By Phil Hampton, Lead of Ventura County STEM Network

“You didn’t score high enough to be placed in advanced math because you didn’t finish all of the problems, but your accuracy on the problems you completed was high. I want to offer you the opportunity take the advanced math track in high school.”

That opportunity and encouragement by my middle school math teacher changed my life path. I had taken advanced math classes in middle school along with other “calculator kids,” as my fellow classmates called us. My life would have had a completely different trajectory if I had not continued in advanced math classes through high school. All our students, especially our underserved students, deserve opportunities and encouragement to take advanced math. Far too often, however, research shows that low-income, African-American and Hispanic students are encouraged to take lower-level math classes.

Saying that the track at my high school was “advanced math” is a bit of a misnomer—the track took its students through geometry in your sophomore year, advanced algebra/ pre-calculus in the junior year, and precalculus/ Calculus I material in their senior year. All students should have the opportunity to take that track of courses, not just “calculator kids”.

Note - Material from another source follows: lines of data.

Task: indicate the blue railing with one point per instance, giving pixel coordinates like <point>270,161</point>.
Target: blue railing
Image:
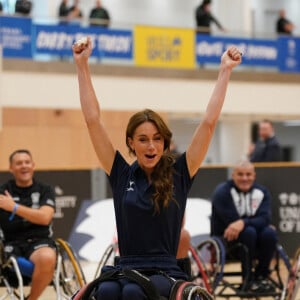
<point>143,45</point>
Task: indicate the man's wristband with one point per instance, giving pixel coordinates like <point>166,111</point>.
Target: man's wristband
<point>11,217</point>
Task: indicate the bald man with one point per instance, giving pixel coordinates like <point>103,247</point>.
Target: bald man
<point>241,212</point>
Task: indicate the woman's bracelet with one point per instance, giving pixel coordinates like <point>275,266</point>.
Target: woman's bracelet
<point>11,217</point>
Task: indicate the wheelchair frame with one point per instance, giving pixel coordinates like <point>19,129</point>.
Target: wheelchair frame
<point>227,284</point>
<point>293,292</point>
<point>68,275</point>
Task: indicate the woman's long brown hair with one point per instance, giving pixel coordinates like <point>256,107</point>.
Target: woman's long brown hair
<point>162,175</point>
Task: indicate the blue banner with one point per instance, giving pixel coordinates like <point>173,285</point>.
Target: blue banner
<point>289,54</point>
<point>107,43</point>
<point>256,52</point>
<point>15,37</point>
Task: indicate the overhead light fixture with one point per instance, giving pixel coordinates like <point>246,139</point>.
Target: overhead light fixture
<point>291,123</point>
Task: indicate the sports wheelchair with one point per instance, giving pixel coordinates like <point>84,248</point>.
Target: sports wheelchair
<point>294,280</point>
<point>224,276</point>
<point>68,276</point>
<point>181,290</point>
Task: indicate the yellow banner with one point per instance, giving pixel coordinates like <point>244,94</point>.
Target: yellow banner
<point>164,47</point>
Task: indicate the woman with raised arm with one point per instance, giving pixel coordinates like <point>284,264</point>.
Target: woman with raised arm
<point>149,195</point>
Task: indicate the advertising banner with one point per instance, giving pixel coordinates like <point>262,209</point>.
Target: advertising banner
<point>107,43</point>
<point>283,185</point>
<point>289,54</point>
<point>15,37</point>
<point>256,52</point>
<point>164,47</point>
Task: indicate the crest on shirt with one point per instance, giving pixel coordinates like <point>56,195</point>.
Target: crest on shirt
<point>247,204</point>
<point>130,188</point>
<point>35,198</point>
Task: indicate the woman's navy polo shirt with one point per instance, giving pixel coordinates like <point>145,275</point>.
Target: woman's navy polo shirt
<point>141,232</point>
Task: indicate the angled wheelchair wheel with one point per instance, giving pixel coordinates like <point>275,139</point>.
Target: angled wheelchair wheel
<point>280,268</point>
<point>212,258</point>
<point>69,275</point>
<point>293,292</point>
<point>108,258</point>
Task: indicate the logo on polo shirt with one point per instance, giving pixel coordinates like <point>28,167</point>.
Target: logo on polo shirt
<point>130,188</point>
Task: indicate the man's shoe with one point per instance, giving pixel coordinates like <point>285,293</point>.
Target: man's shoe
<point>262,286</point>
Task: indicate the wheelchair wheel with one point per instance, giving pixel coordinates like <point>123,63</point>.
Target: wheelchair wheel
<point>69,274</point>
<point>294,280</point>
<point>212,258</point>
<point>280,268</point>
<point>108,258</point>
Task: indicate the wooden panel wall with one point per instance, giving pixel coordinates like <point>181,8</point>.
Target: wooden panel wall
<point>58,139</point>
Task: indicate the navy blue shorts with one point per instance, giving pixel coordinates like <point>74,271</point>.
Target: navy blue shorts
<point>25,248</point>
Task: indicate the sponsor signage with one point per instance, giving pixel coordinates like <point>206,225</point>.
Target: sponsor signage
<point>164,47</point>
<point>255,52</point>
<point>107,43</point>
<point>16,37</point>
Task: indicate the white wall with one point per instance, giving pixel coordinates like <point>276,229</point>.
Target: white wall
<point>245,100</point>
<point>172,95</point>
<point>181,13</point>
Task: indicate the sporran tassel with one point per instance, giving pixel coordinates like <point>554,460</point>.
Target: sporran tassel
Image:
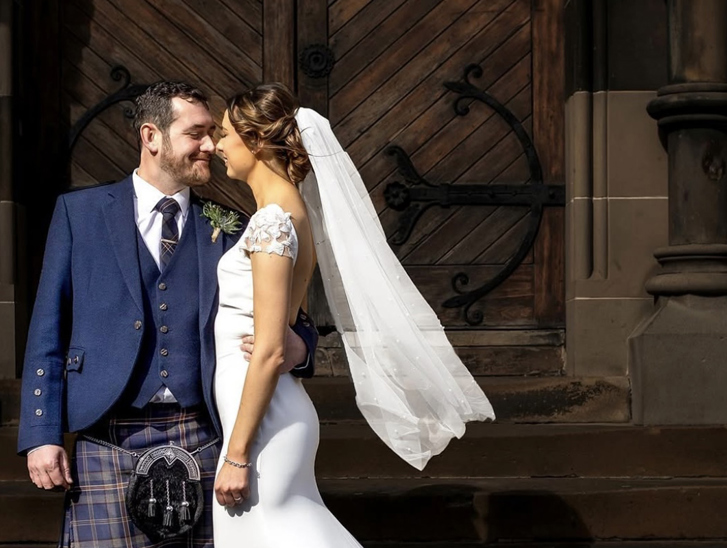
<point>168,511</point>
<point>184,508</point>
<point>151,509</point>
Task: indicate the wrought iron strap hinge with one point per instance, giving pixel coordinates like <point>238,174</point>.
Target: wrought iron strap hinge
<point>415,195</point>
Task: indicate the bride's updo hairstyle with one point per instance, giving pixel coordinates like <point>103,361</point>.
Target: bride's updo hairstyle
<point>264,117</point>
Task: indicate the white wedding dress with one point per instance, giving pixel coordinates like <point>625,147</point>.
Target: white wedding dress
<point>285,509</point>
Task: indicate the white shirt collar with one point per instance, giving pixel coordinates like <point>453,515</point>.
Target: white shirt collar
<point>148,196</point>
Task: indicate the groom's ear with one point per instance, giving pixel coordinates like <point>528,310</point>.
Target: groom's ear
<point>151,137</point>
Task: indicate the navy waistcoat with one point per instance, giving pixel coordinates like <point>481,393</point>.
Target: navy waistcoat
<point>170,352</point>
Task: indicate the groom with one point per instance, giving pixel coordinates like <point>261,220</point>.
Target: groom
<point>121,343</point>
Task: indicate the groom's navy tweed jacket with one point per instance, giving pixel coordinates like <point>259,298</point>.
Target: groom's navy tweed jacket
<point>89,318</point>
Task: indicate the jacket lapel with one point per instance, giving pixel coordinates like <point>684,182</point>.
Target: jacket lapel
<point>209,255</point>
<point>119,215</point>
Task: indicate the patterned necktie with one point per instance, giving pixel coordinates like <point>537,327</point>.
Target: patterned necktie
<point>168,207</point>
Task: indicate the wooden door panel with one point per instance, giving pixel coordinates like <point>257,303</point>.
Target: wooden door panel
<point>387,87</point>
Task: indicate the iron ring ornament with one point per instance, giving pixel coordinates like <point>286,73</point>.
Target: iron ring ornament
<point>316,61</point>
<point>128,92</point>
<point>415,195</point>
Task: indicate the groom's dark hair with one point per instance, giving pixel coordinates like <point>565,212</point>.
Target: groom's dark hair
<point>155,104</point>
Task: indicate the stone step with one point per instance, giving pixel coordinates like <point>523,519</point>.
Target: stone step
<point>350,449</point>
<point>534,450</point>
<point>439,513</point>
<point>515,399</point>
<point>526,510</point>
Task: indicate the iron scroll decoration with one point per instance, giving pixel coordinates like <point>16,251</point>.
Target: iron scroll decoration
<point>417,195</point>
<point>127,92</point>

When I speak to middle and high school students about Navigating a STEM Future, I encourage them to take four years of science and four years of math in high school and to get as far in math as they possibly can, ideally through calculus but at least through pre-calculus. California graduation requirements only mandate two years of science and three years of math for graduation with no math being required during the senior year of high school. Achieving the minimum high school preparation in STEM required for graduation not only does not meet the admission requirements for attending a University of California (UC) or California State University (CSU) campus, it also does not prepare students for would effectively shut students for studying STEM in college.  Only 33% of Latinx students in our county graduate meeting the UC/CSU admission requirements compared with 59% of White students.

Instead of encouraging our underserved students to take lower math, let’s encourage them to stretch themselves by taking advanced math and change the message to, “Sí se puede! Yes, you can!”

 

Phil Hampton

Director, VC STEM Network, California State University Channel Islands
Ventura County STEM Network

“Science is a verb, you do science”, says Dr. Phil Hampton, Director of the Ventura County STEM (VC STEM) network and Interim Director of Educational Partnerships at California State University Channel Islands (CI).” Hampton lives this philosophy by bringing hands-on STEM to the Ventura County community through STEM outreach, grant funded programming, and the annual Science Carnival. He started his academic career as a faculty member at the University of New Mexico after securing his Ph.D. from Stanford University and completing postdoctoral work at Caltech. In 2001, he joined CI as a founding faculty member supporting the launch of CI that opened in 2002. CI serves as the primary lead of VC STEM. Bringing science to the community is one of Dr. Hampton’s greatest passions. He organizes the annual Science Carnival each Fall where over 2000 PK-8 grade students and their parents can engage in 100 hands-on STEM activities.